I think I paid between $2-3 an ounce. It doesn't take much.. just a small pinch in the lye water.


----------



## Kalne (Oct 25, 2007)

So do you think it makes a difference? This is one ingredient I've wanted to try just never had it at any of the places I order from and I hate to pay shipping for one item.


----------



## Sondra (Oct 25, 2007)

just get something silk from a junk store and cut off a small piece it disolves in lye. If nothing else makes a nice adv ingredient


----------



## Heavenly Angels (Nov 1, 2007)

Is Tussah silk a certain kind? I have gotten LIQUID SILK from MMS but these other gals are using this specific silk. I'm just try ing to find out the difference if any and where you can buy it.


----------



## Sondra (Oct 25, 2007)

> Wild silk is harvested from cocoons found in the wild. After feeding on a diet of wild mulberry and whatever else a silk worm chooses to eat, the wild silk is a darker color. Wild silk is known as Tussah and is a bit coarser in texture than mulberry silk. Duppioni is another type of wild silk and is produced when two silkworms spin cocoons that are joined together.


----------



## Sheryl (Oct 27, 2007)

Sondra! :lol You silly girl. You are just a treasure trove of information. You must read a lot. You are our personal encyclopedia. I never would have looked that one up. Of all things...One would think that the Tussah Silk was really something different/special/exotic. Just wild silk!
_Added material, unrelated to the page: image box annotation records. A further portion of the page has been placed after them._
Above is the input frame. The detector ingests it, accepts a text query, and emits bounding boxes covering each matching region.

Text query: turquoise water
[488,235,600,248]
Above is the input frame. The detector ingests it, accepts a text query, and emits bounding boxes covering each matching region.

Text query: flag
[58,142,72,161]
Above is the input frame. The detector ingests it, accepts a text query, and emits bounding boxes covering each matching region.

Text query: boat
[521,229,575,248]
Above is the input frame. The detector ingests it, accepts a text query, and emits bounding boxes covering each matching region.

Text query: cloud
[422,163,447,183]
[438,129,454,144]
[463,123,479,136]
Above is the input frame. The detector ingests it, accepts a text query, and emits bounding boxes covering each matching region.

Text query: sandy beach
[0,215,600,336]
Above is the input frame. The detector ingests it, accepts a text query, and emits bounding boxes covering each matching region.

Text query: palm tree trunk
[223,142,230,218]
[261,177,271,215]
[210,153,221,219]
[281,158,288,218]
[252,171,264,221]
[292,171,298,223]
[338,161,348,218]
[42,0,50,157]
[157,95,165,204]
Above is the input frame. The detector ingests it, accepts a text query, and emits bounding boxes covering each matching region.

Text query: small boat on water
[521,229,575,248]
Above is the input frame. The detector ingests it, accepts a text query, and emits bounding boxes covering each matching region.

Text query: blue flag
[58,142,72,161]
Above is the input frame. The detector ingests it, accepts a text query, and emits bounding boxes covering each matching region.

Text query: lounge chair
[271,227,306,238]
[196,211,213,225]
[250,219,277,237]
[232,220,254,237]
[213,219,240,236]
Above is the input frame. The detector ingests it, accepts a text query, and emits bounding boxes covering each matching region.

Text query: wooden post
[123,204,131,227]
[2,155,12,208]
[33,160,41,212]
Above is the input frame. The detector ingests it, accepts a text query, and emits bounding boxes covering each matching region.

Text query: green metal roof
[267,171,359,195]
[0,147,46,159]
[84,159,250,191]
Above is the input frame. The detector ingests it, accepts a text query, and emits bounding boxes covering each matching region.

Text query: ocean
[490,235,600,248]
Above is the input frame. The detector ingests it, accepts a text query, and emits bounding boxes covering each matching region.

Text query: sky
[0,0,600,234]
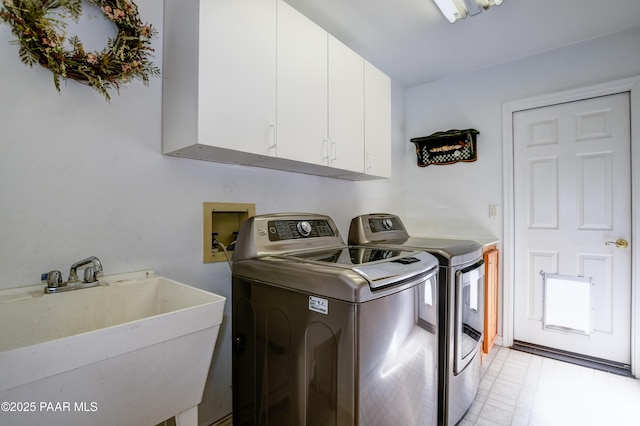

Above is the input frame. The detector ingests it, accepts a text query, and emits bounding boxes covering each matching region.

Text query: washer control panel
[369,216,404,232]
[267,219,335,241]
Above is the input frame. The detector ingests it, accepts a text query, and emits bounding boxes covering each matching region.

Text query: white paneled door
[513,93,632,364]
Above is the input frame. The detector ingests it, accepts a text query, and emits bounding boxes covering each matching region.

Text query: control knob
[296,220,312,237]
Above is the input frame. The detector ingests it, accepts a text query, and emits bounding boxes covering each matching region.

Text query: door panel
[513,93,631,364]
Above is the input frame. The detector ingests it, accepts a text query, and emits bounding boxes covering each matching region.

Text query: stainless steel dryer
[348,213,484,426]
[232,214,438,426]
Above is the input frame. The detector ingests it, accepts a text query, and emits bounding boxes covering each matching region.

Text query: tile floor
[459,346,640,426]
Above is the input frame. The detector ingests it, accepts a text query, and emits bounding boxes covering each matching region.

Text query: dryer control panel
[267,219,335,241]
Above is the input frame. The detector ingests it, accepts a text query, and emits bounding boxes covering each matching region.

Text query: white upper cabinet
[276,0,328,165]
[364,61,391,178]
[162,0,391,180]
[328,35,364,173]
[163,0,276,163]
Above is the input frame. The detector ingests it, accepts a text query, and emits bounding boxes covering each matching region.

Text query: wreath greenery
[0,0,160,101]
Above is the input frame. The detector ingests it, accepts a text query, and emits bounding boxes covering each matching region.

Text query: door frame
[502,76,640,378]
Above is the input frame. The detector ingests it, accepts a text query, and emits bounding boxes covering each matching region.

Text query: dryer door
[453,260,484,375]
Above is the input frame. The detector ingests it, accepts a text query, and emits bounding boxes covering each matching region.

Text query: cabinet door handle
[322,138,329,166]
[268,123,278,149]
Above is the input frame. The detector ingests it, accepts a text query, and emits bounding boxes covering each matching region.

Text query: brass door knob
[604,238,629,248]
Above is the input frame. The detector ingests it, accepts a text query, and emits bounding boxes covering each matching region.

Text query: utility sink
[0,271,225,426]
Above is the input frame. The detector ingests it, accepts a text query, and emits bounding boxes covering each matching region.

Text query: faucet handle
[84,266,97,283]
[47,271,62,288]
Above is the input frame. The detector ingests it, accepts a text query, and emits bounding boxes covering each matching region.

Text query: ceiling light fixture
[433,0,503,24]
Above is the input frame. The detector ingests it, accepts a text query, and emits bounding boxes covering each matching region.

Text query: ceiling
[286,0,640,87]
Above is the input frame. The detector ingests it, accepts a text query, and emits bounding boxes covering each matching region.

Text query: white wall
[0,0,405,424]
[404,27,640,340]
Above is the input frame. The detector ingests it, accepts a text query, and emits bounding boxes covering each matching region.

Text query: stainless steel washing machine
[232,214,438,426]
[348,213,484,426]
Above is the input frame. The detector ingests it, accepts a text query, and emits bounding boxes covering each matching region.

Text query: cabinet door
[328,35,364,173]
[364,61,391,178]
[198,0,276,155]
[276,0,329,165]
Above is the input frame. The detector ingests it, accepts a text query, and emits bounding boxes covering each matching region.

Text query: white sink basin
[0,271,225,426]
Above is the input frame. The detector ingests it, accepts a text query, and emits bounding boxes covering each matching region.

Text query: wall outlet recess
[202,202,256,263]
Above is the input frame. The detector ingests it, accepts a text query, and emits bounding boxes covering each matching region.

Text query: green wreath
[0,0,160,101]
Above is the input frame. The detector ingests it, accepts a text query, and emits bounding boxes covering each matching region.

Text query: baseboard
[211,414,233,426]
[512,340,633,377]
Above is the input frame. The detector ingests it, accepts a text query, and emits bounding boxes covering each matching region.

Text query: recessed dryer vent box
[202,202,256,263]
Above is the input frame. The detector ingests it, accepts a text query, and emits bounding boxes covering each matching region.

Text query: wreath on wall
[0,0,160,101]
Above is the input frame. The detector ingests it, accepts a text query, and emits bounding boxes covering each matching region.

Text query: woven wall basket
[411,129,480,167]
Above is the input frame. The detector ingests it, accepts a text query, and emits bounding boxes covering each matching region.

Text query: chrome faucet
[44,256,102,293]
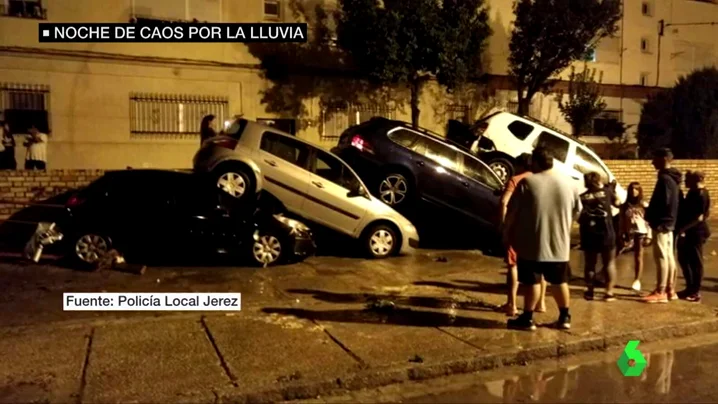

Now how in the heck does that help/enhance soap???? Or why would you want to put it in soap in the first place.

Thanks for the infor Sondra! I like learning new things.

Sheryl


----------



## Heavenly Angels (Nov 1, 2007)

Well, it got my attention! :lol It does have label appeal. Thats why I wanted to know more. :crazy
Thanks yall for the imput!

Mary Lou


----------



## Sondra (Oct 25, 2007)

don't think it will do any more or less than any other liquid silk or junk store piece of silk (got that hint from Vicki) just says a name on the lable


----------